Using Docker Compose (Recommended)

Create docker-compose.yml:

version: '3.8'

services:
  postgres:
    image: postgres:15-alpine
    container_name: jobloop-postgres
    environment:
      POSTGRES_DB: jobloop
      POSTGRES_USER: postgres
      POSTGRES_PASSWORD: yourpassword
    ports:
      - "5432:5432"
    volumes:
      - postgres_data:/var/lib/postgresql/data
    healthcheck:
      test: ["CMD-SHELL", "pg_isready -U postgres"]
      interval: 10s
      timeout: 5s
      retries: 5

  jobloop:
    build: .
    container_name: jobloop-app
    ports:
      - "8081:8081"
    environment:
      ANTHROPIC_API_KEY: ${ANTHROPIC_API_KEY}
      DB_HOST: postgres
      DB_PORT: 5432
      DB_USER: postgres
      DB_PASSWORD: yourpassword
      DB_NAME: jobloop
    depends_on:
      postgres:
        condition: service_healthy
    restart: unless-stopped

volumes:
  postgres_data:

Run with:

docker-compose up -d

API Reference

The HTTP server runs on port 8081 and provides the following endpoints:

Health Check

GET /health

Response:

{
  "status": "ok",
  "time": "2026-02-03T10:30:00Z"
}

Get Database Statistics

GET /api/state

Response:

{
  "companies": 50,
  "jobs": 1247,
  "timestamp": "2026-02-03T10:30:00Z"
}

List Companies

GET /api/companies?limit=50&offset=0

Query Parameters:

limit (optional): Number of results (1-100, default: 50)
offset (optional): Pagination offset (default: 0)

Response:

{
  "data": [
    {
      "id": 1,
      "company_name": "Acme Corp",
      "company_url": "https://acme.com",
      "visited": true,
      "testimonial_scraped": true,
      "job_scraped": true,
      "created_at": "2026-02-03T10:00:00Z"
    }
  ],
  "total": 50,
  "limit": 50,
  "offset": 0
}

List Jobs

GET /api/jobs?limit=50&offset=0&company_id=1

Query Parameters:

limit (optional): Number of results (1-100, default: 50)
offset (optional): Pagination offset (default: 0)
company_id (optional): Filter by specific company

Response:

{
  "data": [
    {
      "id": 1,
      "seed_company_id": 1,
      "job_title": "Senior Software Engineer",
      "job_url": "https://acme.com/careers/senior-swe",
      "created_at": "2026-02-03T10:15:00Z"
    }
  ],
  "total": 25,
  "limit": 50,
  "offset": 0
}

Project Structure

JobLoop/
├── cmd/
│   └── api/
│       └── main.go              # Application entry point
├── internal/
│   ├── config/                  # Configuration files
│   ├── database/
│   │   └── database_service.go  # Database connection & setup
│   ├── interfaces/              # Interface definitions
│   ├── logger/
│   │   └── logger.go           # Structured logging setup
│   ├── models/                  # Data models & DTOs
│   ├── repository/              # Database operations
│   │   ├── job_repo.go
│   │   ├── seed_company_repo.go
│   │   └── testimonial_repo.go
│   ├── schema/
│   │   └── schema.go           # GORM database schemas
│   └── service/
│       ├── browser_service.go   # Playwright browser management
│       ├── error_service.go     # Error handling
│       ├── http_handler_service.go  # API endpoints
│       ├── scraper_service.go   # Job scraping logic
│       ├── search_service.go    # Claude Search integration
│       ├── seed_company_service.go  # Company scraping
│       ├── testimonial_service.go   # Testimonial scraping
│       └── vision_service.go    # Claude Vision AI integration
├── logs/                        # Application logs (gitignored)
├── .env                        # Environment variables (gitignored)
├── .gitignore
├── Dockerfile                   # Docker build configuration
├── go.mod                      # Go module definition
├── go.sum                      # Dependency checksums
└── README.md                   # This file

How It Works

1. Seed Company Discovery (Initial Bootstrap)

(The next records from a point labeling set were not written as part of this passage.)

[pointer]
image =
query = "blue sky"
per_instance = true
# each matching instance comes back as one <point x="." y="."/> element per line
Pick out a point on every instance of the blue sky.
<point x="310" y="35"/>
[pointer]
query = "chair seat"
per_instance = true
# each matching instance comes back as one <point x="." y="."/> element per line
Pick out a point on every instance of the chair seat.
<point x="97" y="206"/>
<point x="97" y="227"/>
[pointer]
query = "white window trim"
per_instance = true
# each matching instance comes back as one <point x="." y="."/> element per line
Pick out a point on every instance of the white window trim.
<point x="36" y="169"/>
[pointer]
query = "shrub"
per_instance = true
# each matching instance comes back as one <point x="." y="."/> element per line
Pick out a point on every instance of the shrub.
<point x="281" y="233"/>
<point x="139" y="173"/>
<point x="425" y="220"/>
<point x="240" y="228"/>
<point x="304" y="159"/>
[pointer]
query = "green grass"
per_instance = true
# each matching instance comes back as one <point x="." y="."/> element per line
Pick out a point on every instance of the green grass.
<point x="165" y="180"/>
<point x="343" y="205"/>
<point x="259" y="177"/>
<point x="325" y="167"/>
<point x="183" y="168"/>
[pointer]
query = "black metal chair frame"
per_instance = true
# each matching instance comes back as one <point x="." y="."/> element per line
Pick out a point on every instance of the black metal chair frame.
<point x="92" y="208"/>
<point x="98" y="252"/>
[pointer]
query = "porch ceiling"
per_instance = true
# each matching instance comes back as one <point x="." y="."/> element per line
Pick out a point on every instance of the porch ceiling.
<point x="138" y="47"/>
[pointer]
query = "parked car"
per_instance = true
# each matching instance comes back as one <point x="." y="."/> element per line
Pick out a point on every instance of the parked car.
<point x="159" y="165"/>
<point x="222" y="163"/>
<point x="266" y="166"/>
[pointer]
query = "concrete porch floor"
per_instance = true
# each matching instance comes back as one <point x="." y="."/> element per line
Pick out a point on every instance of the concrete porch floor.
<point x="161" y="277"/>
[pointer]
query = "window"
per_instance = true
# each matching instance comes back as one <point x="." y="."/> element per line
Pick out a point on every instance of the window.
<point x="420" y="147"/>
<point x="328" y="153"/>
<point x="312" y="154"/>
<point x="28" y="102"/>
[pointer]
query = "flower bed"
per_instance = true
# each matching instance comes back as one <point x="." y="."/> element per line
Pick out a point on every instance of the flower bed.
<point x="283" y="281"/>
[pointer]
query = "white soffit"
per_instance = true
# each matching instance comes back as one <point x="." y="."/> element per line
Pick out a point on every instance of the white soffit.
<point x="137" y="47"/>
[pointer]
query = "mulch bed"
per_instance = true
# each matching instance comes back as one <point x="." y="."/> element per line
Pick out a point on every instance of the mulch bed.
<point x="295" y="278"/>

JobLoop starts by scraping seed companies from:

Y Combinator Companies Directory (/companies)
Peerlist Jobs Board (/jobs)

For each source, it:

Uses Playwright to navigate to the listing page
Waits for JavaScript-rendered content to load
Extracts company names and URLs
Stores companies in PostgreSQL as seed companies with unique constraints

2. Job Scraping (Concurrent)

For each seed company, JobLoop concurrently:

Searches for the company's careers page
Scrapes available job listings (title, URL)
Stores jobs with a composite unique index on (seed_company_id, job_title)
Handles missing careers pages gracefully

3. Recursive Company Discovery via Testimonials (The Growth Engine)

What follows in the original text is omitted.